There are three major components to the pathophysiology of addiction
Neurobiological (ˌnu̇r-ō-ˌbī-ə-ˈlä-ji-kəl ). It’s a mouthful, but it is the most succinct and accurate way to describe the pathophysiology of addiction. In 2016, Dr. Nora Volkow (Director of the National Institute on Drug Abuse [NIDA]) and her team published a groundbreaking paper describing the disease model of addiction.1 This landmark article shifted the way many healthcare professionals think about and treat addiction. The pathophysiology of addiction includes three major components: binge / intoxication, negative affect / withdrawal, and preoccupation / anticipation.

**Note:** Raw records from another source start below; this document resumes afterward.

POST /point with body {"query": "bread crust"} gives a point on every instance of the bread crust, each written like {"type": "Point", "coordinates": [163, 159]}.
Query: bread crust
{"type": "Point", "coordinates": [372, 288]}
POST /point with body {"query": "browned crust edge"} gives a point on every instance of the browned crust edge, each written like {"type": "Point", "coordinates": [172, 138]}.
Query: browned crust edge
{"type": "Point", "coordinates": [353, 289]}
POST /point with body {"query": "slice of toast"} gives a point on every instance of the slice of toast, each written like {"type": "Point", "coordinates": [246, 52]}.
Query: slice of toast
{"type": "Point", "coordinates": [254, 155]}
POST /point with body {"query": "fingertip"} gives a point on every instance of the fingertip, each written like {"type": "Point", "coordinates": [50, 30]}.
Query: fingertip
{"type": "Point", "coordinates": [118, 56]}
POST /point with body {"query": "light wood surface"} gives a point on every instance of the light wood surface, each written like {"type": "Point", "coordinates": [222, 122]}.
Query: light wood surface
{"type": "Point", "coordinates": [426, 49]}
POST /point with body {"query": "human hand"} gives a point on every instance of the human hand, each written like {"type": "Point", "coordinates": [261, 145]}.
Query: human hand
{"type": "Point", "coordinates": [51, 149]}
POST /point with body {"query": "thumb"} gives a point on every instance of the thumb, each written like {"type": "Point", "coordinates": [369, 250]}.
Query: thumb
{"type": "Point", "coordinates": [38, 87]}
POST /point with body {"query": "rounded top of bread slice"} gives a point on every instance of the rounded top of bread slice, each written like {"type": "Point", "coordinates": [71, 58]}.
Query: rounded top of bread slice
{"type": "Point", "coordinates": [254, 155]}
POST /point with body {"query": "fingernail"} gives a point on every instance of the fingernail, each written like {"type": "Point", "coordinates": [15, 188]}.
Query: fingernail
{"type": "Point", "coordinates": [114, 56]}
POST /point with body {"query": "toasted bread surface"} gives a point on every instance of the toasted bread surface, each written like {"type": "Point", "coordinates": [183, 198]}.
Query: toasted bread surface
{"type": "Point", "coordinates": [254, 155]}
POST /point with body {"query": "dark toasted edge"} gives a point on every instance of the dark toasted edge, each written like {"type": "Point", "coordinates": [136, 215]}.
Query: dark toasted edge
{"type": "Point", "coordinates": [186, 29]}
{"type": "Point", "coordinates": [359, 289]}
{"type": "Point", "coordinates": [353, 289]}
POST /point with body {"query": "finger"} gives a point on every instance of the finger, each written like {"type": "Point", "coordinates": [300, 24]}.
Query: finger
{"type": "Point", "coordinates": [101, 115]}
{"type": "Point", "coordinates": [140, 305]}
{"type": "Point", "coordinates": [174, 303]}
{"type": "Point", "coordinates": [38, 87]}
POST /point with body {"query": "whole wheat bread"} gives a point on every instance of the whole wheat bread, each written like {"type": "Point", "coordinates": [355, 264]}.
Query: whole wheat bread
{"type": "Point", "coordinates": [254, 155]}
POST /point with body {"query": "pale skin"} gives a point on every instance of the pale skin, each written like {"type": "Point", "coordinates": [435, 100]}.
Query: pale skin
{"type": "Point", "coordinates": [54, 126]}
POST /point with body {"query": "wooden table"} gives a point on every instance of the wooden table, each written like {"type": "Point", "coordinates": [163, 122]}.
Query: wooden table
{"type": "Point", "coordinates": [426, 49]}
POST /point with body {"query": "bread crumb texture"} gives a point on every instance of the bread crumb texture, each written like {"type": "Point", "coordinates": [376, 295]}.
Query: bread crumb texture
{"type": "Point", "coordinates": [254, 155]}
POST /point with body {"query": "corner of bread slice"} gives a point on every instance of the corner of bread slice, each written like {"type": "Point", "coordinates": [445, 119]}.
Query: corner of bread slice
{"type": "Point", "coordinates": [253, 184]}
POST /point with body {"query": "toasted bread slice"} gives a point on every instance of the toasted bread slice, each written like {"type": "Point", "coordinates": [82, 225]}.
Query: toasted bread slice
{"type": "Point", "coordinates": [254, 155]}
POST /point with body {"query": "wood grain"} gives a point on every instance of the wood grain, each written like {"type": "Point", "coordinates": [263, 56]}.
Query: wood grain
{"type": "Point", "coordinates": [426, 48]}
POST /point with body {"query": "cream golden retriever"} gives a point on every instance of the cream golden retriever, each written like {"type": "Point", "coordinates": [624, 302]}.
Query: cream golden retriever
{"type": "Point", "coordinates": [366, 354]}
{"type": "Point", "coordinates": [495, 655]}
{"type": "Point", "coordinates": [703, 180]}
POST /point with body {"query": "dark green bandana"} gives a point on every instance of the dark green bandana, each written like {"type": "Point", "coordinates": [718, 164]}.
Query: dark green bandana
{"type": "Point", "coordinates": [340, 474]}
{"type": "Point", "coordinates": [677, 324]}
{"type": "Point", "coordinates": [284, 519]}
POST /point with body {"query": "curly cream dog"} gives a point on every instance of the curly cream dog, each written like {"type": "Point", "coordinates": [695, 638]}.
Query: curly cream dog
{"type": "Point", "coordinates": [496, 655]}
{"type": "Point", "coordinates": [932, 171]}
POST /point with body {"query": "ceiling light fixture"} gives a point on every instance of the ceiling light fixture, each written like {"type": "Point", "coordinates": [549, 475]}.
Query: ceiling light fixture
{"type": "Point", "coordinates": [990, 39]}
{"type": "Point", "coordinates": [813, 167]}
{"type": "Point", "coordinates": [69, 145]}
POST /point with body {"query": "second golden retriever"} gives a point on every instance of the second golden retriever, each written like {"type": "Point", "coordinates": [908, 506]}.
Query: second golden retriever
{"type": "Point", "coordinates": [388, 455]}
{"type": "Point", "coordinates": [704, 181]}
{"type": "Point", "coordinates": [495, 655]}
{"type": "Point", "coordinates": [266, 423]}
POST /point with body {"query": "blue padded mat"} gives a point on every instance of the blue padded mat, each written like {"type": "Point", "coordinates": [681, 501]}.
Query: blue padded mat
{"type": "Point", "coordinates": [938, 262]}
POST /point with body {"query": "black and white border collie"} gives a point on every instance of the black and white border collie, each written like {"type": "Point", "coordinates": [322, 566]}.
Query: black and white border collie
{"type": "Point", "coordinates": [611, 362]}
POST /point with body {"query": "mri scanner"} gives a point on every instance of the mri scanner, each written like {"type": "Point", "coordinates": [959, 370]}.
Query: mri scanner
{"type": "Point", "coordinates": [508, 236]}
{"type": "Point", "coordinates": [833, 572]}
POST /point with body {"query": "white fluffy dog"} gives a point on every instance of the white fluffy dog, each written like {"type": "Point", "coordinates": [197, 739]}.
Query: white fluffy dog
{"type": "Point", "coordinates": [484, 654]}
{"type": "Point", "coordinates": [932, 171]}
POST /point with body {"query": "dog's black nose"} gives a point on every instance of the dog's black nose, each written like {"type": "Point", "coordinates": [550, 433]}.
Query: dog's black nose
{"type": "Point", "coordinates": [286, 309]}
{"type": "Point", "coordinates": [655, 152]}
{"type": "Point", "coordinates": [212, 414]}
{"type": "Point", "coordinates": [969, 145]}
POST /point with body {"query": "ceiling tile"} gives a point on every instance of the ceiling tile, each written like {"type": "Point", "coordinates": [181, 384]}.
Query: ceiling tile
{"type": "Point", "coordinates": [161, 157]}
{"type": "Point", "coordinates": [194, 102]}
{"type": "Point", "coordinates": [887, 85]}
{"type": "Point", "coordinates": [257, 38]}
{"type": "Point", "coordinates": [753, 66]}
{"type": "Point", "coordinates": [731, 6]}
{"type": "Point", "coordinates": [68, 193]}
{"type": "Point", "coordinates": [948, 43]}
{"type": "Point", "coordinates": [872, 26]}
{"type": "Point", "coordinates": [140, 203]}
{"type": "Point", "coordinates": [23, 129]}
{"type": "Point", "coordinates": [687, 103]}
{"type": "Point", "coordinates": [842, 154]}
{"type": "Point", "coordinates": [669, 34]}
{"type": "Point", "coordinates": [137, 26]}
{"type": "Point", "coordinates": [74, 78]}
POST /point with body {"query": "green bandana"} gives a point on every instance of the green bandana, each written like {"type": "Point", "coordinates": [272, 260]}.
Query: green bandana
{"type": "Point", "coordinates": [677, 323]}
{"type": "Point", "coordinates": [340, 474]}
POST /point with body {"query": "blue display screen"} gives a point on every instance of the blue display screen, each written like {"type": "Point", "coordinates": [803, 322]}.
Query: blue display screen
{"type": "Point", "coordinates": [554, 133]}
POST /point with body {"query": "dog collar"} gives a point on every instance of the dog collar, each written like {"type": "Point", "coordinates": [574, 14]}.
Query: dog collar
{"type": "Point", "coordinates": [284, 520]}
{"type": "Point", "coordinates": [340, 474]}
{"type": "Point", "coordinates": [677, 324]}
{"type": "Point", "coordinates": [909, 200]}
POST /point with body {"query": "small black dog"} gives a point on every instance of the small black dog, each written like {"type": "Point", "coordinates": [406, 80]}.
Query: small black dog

Given that an estimated 40 million people (roughly the population of Florida and New York combined) 12 years old and older have a substance use disorder, all of us know and regularly interact with people who have an addiction to drugs or alcohol. Health professionals who do not understand the pathophysiology of addiction can (unintentionally but unfortunately) worsen the stigma and reduce the likelihood that people will achieve recovery.
First, let us lay a foundation with a few definitions:
Dependence is the state of being influenced or determined by another. In the case of substance use, the person would not feel normal without taking the substance.
Addiction is a chronic, relapsing brain disease that is characterized by compulsive behavior, such as seeking and using an addictive substance or engaging in a behavior, despite harmful consequences.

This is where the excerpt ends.